Regular readers will know that I’m not a great fan of analysis based on generations (Boomers, X, Millennials and so on). Most of what passes for insight on this topic consists of the repetition of unchanged cliches about the rigidity and hypocrisy of the old, the laziness and irresponsibility of the young, and so on, applied to whichever cohort happens to be old or young at the time.
But there are some genuine differences between cohorts, typically determine by the time they have entered adulthood. One of these is religion.
According to the 2011 Census, just under 52 per cent of Australians then aged between 15 and 34 (todays 20-39 year olds) declared a Christian religious affilation. Given that religious affiliation drops significantly in early adulthood, it’s safe to conclude that only a minority of 20-40 olds will have declared such an affiliation in the most recent Census (if it ever comes out). By contrast for those aged 55-74 (now 60-79), the 2011 proportion was 75 per cent, and that probably hasn’t changed much.
I was reminded of this by Peter Dutton’s attempt to refight the War on Christmas, prompted by a talkback radio caller whose grandchild‘s school eschewed traditional carols for a secular celebration (emphasis added). It’s noteworthy that the call did not come from the child’s parents, who might reasonably expect to have a say in the way their children’s school is run, but from one of their parents/parents-in-law, who should have no such expectation.
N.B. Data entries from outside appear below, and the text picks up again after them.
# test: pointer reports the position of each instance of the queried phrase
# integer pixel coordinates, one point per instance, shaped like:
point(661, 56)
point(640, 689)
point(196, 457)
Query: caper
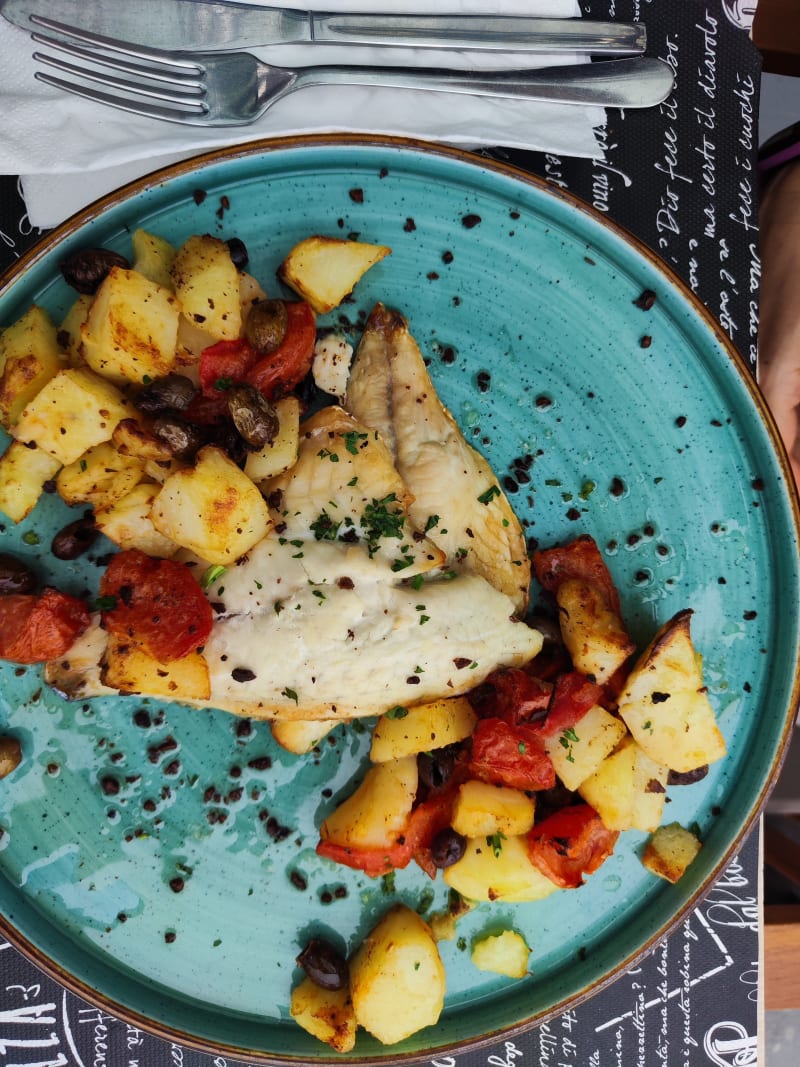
point(254, 417)
point(74, 539)
point(434, 768)
point(447, 847)
point(11, 754)
point(15, 576)
point(266, 325)
point(323, 965)
point(86, 269)
point(180, 436)
point(174, 392)
point(238, 251)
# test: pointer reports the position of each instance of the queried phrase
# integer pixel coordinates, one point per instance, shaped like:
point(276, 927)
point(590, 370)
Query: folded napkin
point(70, 150)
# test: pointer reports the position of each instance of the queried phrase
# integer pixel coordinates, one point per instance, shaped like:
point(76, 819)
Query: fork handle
point(483, 32)
point(639, 82)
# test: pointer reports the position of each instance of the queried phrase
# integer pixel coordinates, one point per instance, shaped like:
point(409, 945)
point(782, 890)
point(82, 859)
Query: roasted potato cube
point(153, 257)
point(594, 635)
point(665, 703)
point(497, 869)
point(326, 1014)
point(73, 412)
point(127, 522)
point(323, 270)
point(301, 735)
point(397, 978)
point(129, 669)
point(131, 330)
point(69, 331)
point(211, 508)
point(282, 454)
point(482, 809)
point(577, 752)
point(627, 790)
point(30, 355)
point(377, 813)
point(670, 850)
point(100, 477)
point(207, 285)
point(24, 472)
point(506, 953)
point(421, 728)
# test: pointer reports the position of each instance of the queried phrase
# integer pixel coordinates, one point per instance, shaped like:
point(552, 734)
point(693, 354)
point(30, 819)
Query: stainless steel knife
point(195, 25)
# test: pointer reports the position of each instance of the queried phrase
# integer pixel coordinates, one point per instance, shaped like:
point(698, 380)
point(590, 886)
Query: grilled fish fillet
point(456, 495)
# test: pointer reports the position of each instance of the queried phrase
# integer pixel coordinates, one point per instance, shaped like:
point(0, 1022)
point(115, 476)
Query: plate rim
point(473, 160)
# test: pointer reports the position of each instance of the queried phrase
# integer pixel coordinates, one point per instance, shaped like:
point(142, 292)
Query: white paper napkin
point(70, 150)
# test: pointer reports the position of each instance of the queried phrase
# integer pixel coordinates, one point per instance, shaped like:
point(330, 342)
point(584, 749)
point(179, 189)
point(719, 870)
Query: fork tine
point(189, 99)
point(148, 110)
point(111, 45)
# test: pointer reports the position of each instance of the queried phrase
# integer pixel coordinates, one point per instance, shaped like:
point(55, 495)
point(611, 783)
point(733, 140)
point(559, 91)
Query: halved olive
point(88, 268)
point(181, 438)
point(266, 325)
point(174, 392)
point(15, 576)
point(323, 965)
point(254, 417)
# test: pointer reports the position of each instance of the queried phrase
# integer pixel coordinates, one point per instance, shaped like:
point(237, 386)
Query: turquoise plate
point(526, 303)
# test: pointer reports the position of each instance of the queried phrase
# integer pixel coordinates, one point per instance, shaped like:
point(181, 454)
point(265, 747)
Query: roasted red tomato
point(156, 603)
point(511, 755)
point(578, 559)
point(223, 364)
point(514, 696)
point(277, 373)
point(35, 627)
point(573, 695)
point(571, 843)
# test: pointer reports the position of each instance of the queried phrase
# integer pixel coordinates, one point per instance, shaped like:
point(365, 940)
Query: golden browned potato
point(323, 270)
point(132, 670)
point(397, 978)
point(482, 809)
point(207, 286)
point(74, 411)
point(410, 730)
point(131, 330)
point(24, 472)
point(377, 813)
point(497, 869)
point(212, 509)
point(506, 953)
point(30, 355)
point(666, 705)
point(670, 851)
point(326, 1014)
This is one issue where, based on age cohorts, parents and grandparents are likely to have difffent views. As we’ve seen, the age cohorts in which we find most grandparents are overwhelmingly Christian. But in an average school, parents will be about evenly divided between Christians and non-Christians. Assuming that Christians are over-represented among parents choosing explicitly Christian schools, that means that they must be in the minority among parents at state schools (the story doesn’t make it clear, but the natural inference is that the school in the talkback call was public).
Of course, many non-Christians are attached to the standard Christmas tradition, itself a mixture of pagan relics, Christianity and consumer capitalism. But not many would want to impose explicit Christian religiosity on parents and children of other religions or none.
So, the obvious policy question is: should non-parents (of the children in question) get to dictate school policy as Dutton seems to think? If so, does this go both ways? Would a future non-Christian majority (likely by the 2030s), be justified in imposing secularism on all schools, whatever the wishes of the parents and teachers?